薫風爽やかな袋田の滝
新緑に映える袋田の滝
「5月の朝の新緑と薫風は私の生活を貴族にする」とは萩原朔太郎の言葉だが、それを実体験するために奥久慈の袋田の滝に妻とともに出かけた。
袋田の滝は「日光・華厳の滝」「熊野・那智の滝」とともに日本3大瀑布に数えられている有名な滝である。私にとって袋田の滝は以前から出かけてみようと思っていたのだが、なかなか訪れる機会がなく今回初めて訪れてみた。300円の観瀑施設利用料を払い300m程のトンネルを歩いていくと突然新緑に囲まれ水量豊かに流れ落ちる滝が現れた。アッと驚きの声をあげる。周りの景色を遮断されたトンネルの先に突然滝が登場するので驚きの声は誰からも上がってくる。上手い演出だと感じながらも滝のスケールは予想していたよりもはるかに大きく見事な滝だった。友達同士であったり恋人同士であったり家族連れであったりしているその一人ひとりが滝の姿に感動しているのだ。
観瀑台から望める滝は4段ある滝の1番うえの滝は角度の関係で見えない。下の3段が新緑に映える。滝の正面から十分に滝を堪能したあと、1番うえの滝を見るために吊橋をわたり月居山ハイキングコースになっている約200m程の急階段を登った。上りきると最上段の滝が望めたが思ったより低い滝である。新緑の中を吹き渡ってくる薫風が快い。萩原朔太郎ではないが新緑の自然の中に身を置き、爽やかな風を体感することは貴族云々を別にしても確かに人生を豊かにすると思う。

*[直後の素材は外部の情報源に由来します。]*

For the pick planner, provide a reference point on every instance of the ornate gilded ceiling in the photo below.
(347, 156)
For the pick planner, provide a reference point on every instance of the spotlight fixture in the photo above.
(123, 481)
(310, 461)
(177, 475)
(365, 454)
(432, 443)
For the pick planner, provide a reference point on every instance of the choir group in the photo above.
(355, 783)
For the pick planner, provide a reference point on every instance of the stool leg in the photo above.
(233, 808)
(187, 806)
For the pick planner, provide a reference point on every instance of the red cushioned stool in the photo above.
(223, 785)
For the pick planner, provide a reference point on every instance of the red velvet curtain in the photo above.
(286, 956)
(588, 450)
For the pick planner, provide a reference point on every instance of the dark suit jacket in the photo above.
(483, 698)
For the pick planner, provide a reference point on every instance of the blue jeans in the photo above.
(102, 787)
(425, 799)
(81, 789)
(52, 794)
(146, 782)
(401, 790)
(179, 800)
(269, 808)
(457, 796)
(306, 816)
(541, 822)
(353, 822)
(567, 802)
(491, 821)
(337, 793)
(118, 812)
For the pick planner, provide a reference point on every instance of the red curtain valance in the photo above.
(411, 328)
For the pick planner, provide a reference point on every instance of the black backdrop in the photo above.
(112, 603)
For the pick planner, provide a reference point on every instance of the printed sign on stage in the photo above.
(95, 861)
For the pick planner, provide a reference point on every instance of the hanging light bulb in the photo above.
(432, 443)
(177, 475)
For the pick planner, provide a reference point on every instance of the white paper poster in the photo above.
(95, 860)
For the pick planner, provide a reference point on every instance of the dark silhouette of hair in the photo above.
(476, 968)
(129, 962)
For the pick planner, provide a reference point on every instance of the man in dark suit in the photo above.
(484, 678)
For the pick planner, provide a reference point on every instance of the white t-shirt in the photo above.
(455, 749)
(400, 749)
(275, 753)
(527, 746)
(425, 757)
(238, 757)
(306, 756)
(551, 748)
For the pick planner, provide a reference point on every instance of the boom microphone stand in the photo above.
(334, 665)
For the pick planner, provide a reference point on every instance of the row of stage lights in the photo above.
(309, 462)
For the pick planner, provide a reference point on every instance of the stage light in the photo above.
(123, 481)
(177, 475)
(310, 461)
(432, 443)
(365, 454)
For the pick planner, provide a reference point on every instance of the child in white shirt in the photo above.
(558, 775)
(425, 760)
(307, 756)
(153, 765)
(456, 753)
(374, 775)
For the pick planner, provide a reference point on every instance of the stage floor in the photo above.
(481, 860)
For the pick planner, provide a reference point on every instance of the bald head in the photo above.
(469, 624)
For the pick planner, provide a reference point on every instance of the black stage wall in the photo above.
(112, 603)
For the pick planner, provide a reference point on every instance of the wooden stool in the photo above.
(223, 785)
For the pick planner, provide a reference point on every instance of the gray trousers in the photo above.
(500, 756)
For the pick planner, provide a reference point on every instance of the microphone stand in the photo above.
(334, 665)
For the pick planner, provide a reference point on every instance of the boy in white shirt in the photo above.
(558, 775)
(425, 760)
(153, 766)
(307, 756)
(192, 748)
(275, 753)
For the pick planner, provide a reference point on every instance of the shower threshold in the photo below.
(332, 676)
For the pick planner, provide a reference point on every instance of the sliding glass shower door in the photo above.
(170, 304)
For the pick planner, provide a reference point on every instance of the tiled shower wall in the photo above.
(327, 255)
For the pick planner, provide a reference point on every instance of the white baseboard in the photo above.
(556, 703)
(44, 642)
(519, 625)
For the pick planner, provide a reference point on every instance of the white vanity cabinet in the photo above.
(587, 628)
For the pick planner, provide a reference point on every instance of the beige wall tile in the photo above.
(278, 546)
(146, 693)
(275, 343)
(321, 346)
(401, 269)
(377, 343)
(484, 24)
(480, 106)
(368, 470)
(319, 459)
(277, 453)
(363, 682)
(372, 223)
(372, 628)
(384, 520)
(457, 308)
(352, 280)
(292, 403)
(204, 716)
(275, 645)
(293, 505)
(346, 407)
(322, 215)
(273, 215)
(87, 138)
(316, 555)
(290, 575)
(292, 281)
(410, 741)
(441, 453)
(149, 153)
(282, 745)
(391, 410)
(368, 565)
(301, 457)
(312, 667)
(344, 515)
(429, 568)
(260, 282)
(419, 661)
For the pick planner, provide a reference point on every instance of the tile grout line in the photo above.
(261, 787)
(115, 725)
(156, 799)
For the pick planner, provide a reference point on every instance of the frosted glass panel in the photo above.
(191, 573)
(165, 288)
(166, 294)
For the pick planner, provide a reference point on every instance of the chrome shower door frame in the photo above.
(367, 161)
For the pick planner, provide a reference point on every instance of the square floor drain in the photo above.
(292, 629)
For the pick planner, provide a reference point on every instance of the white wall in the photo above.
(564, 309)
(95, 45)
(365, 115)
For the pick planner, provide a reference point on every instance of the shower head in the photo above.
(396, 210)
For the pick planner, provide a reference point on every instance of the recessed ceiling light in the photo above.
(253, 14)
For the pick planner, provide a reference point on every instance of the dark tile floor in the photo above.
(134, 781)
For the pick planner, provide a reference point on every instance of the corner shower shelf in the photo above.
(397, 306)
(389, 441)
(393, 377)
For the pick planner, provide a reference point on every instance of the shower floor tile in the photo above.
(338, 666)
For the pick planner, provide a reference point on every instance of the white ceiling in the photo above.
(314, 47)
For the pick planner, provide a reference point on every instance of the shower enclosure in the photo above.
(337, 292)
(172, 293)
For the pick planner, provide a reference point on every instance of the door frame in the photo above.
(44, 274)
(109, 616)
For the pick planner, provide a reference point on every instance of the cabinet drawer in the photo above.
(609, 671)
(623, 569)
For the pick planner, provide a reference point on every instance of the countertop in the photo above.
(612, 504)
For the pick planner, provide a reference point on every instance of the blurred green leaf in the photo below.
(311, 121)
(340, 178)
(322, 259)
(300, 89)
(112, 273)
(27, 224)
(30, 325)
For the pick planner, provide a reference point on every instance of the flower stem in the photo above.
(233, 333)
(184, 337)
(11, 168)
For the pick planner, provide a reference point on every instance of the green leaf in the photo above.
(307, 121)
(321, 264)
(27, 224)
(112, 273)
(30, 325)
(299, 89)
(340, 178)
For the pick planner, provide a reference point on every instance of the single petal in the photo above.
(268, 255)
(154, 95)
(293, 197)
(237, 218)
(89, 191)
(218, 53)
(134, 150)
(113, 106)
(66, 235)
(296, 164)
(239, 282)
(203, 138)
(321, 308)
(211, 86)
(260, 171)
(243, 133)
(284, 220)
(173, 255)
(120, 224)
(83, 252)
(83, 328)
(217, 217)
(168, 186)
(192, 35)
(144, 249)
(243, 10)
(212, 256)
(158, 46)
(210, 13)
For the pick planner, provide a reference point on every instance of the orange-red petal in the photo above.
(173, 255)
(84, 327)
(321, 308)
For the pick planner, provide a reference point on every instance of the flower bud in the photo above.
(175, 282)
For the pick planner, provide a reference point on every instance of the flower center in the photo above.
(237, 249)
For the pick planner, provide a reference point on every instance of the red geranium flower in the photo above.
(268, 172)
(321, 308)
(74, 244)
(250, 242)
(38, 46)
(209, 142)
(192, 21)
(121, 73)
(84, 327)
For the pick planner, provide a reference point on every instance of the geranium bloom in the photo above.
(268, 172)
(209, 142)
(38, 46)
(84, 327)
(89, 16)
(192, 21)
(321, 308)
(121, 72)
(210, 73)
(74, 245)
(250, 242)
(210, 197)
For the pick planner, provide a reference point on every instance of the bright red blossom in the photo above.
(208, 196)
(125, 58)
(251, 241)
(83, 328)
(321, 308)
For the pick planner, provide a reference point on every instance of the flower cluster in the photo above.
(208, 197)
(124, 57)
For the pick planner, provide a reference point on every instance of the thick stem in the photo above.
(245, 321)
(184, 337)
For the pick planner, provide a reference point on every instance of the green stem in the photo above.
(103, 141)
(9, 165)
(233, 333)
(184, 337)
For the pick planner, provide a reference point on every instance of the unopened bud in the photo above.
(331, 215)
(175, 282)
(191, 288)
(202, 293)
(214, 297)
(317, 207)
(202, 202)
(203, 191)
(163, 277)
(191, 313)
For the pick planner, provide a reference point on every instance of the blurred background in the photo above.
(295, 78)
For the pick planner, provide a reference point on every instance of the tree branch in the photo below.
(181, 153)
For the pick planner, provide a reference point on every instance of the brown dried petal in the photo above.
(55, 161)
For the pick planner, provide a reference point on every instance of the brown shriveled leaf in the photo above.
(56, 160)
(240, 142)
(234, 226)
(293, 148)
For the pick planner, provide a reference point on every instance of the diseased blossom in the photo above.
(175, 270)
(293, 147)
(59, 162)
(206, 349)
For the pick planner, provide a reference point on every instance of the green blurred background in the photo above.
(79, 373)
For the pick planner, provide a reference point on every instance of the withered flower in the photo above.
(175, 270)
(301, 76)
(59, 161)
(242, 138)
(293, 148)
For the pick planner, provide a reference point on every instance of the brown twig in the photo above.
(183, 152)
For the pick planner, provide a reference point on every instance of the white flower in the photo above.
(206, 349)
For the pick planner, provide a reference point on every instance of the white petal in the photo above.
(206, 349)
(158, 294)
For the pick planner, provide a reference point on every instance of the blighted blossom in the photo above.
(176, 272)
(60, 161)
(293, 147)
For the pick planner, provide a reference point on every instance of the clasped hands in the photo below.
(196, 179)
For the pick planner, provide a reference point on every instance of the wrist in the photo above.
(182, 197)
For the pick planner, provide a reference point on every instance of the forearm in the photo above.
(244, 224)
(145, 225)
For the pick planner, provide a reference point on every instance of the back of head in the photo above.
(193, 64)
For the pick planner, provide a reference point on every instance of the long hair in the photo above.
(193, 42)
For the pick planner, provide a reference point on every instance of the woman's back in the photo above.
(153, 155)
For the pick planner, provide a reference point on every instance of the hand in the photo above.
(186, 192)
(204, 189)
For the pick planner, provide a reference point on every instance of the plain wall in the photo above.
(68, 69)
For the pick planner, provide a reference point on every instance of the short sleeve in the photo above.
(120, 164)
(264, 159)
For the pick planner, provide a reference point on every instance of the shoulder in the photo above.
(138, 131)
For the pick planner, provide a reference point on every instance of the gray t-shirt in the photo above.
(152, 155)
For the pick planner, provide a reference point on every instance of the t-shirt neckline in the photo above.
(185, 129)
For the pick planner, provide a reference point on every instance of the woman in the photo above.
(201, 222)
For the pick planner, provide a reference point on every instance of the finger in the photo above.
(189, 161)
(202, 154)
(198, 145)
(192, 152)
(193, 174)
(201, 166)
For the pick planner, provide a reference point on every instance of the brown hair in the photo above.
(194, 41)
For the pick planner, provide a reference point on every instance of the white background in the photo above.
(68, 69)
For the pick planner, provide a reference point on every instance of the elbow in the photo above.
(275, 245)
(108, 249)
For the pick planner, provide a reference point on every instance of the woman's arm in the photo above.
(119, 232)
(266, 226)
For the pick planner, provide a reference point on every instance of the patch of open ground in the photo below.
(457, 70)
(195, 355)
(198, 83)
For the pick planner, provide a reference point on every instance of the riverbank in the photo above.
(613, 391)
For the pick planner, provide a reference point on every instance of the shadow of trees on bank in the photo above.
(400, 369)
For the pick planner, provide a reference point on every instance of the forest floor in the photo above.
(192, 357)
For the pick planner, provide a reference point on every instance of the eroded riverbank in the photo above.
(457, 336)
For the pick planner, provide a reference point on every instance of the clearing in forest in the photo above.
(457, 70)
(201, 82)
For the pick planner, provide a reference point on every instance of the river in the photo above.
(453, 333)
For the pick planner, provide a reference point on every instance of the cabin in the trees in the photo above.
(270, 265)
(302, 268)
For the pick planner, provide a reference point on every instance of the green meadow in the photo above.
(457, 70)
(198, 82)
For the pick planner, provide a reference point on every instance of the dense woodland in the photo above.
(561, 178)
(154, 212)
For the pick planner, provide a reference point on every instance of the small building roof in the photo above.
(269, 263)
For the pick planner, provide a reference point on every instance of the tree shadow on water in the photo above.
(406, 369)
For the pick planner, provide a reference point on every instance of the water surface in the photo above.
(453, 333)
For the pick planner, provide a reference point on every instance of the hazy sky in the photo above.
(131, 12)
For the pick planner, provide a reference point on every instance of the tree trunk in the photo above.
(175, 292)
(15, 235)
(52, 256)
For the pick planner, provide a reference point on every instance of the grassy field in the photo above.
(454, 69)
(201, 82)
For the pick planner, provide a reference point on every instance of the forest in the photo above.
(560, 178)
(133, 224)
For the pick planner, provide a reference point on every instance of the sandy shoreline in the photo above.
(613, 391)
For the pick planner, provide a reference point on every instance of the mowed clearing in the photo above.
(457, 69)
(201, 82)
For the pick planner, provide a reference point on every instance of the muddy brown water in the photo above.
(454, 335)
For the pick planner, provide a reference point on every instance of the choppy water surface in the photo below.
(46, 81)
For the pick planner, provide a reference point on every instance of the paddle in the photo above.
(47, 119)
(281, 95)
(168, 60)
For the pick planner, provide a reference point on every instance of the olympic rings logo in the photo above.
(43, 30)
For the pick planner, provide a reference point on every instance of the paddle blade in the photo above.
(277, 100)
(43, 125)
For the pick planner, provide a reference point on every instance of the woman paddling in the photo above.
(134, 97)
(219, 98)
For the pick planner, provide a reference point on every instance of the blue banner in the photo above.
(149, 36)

5月の連休でおまけに快晴ときているので観光客は非常に多い。滝川の流れの両岸に食事処やお土産屋が連なっている。ぶらぶらと遊歩道を歩きながら覗いてみると、鮎の塩焼き、蒟蒻と芋の団子、湯葉上げ、蕎麦、などが目につく。
旅の楽しみは土地の食べ物と温泉でもある。透き通って癖のない単純重曹温泉が袋田温泉である。滝近くの「豊年満作」ホテルの露天風呂に入ることにする。日帰り入浴は休憩も含めて1000円である。早速フロントで料金を払い屋上にある露天風呂に入った。赤やピンクのつつじが咲き、熊蜂が蜜を求めて飛び交うのを見ながら透き通る湯にゆったりと身体を浸す。空は雲ひとつない快晴で周りの新緑が本当に眩しく美しい。若葉というのは最初は白っぽい柔らかな色をしているがたちまち黄緑色から緑色の度合いが増して新緑となる。山を見るとさまざまな柔らかい緑が入り混じっている。それが美しい5月の山だ。
風呂上りは勿論ビールだ。ツマミに鮎の塩焼きを頼み、地ビールを飲んでみた。喉元を通る時に軽い感じがした。2時間ほど休んだあと袋田駅に向かって滝川沿いの道を歩いた。つつじがいたるところで花を咲かせ、淡いピンクに縁取られた白いリンゴの花も沢山咲いていた。5月は新緑以外に花の季節でもある。